To see an example of input file, refer to this JSON.
Usage: tarentula tagging-by-query [OPTIONS] JSON_PATH
Options:
--datashare-project TEXT Datashare project
--elasticsearch-url TEXT Elasticsearch URL which is used to perform
update by query
--throttle INTEGER Request throttling (in ms)
--cookies TEXT Key/value pair to add a cookie to each
request to the API. You can
separatesemicolons: key1=val1;key2=val2;...
--apikey TEXT Datashare authentication apikey
--traceback / --no-traceback Display a traceback in case of error
--progressbar / --no-progressbar Display a progressbar
--wait-for-completion / --no-wait-for-completion
Create a Elasticsearch task to perform the
updateasynchronously
--help Show this message and exit
You can list the metadata from the mapping, optionally counting the number of occurrences of each field in the index, with the --count
parameter. Counting the fields is disabled by default.
It includes a --filter_by
parameter to narrow retrieving metadata properties of specific sets of documents. For instance it can be used to get just emails related properties with: --filter_by "contentType=message/rfc822"

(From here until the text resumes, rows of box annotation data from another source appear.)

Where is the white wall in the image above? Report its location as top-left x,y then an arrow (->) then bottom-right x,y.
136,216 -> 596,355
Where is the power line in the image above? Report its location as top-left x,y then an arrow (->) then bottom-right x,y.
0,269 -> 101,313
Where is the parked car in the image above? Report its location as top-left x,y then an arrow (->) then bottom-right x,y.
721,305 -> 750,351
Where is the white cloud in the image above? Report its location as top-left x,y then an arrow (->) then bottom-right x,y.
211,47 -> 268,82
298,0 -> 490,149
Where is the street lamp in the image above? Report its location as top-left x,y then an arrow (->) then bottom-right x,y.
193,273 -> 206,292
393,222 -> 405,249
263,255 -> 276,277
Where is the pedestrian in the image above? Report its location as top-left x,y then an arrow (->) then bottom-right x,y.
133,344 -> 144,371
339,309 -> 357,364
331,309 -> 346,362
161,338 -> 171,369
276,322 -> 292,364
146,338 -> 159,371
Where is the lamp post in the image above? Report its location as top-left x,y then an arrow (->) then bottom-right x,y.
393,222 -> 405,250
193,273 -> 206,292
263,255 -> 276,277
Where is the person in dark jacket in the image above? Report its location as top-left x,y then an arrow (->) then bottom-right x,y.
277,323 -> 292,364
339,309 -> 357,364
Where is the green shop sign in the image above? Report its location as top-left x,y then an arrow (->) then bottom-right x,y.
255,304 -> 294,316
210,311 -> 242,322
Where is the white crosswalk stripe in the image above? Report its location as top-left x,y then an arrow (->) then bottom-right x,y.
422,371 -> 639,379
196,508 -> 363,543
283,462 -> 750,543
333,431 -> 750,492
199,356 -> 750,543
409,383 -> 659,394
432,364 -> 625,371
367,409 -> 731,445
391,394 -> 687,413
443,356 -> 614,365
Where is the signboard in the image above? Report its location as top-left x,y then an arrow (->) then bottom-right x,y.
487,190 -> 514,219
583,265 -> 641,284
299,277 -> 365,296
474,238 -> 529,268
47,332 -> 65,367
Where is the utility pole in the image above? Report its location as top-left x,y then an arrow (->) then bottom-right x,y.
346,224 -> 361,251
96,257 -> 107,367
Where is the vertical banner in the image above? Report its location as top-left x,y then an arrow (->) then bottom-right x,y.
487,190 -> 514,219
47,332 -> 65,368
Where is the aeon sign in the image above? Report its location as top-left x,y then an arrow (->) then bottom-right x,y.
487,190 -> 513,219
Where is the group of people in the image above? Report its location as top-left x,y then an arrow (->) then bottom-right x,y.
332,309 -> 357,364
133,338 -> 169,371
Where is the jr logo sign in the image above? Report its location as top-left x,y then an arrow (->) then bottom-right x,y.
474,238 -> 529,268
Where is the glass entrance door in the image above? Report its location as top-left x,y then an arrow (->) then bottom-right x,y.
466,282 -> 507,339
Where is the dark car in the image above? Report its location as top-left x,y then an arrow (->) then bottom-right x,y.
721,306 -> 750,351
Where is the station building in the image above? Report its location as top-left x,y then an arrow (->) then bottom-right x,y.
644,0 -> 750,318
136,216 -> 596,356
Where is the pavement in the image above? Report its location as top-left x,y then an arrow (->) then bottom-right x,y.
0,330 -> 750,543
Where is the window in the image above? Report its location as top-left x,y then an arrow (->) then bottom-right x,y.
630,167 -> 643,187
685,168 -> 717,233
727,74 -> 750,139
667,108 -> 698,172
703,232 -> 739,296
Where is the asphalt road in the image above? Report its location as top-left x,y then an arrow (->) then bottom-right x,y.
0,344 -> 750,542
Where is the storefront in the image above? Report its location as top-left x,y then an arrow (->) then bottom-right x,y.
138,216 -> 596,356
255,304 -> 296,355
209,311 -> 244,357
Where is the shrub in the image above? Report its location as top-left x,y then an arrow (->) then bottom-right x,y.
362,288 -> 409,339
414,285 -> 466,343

$ tarentula list-metadata --help
Usage: tarentula list-metadata [OPTIONS]
Options:
--datashare-project TEXT Datashare project
--elasticsearch-url TEXT You can additionally pass the Elasticsearch
URL in order to use scrollingcapabilities of
Elasticsearch (useful when dealing with a lot
of results)
--type [Document|NamedEntity] Type of indexed documents to get metadata
--filter_by TEXT Filter documents by pairs concatenated by
coma of field names and values separated by
=.Example "contentType=message/rfc822,content
Type=message/rfc822"
--count / --no-count Count or not the number of docs for each
property found
--help Show this message and exit.
You can run aggregations on the data, the ElasticSearch aggregations API is partially enabled with this command. The possibilities are:
- count: grouping by a given field different values, and count the num of docs.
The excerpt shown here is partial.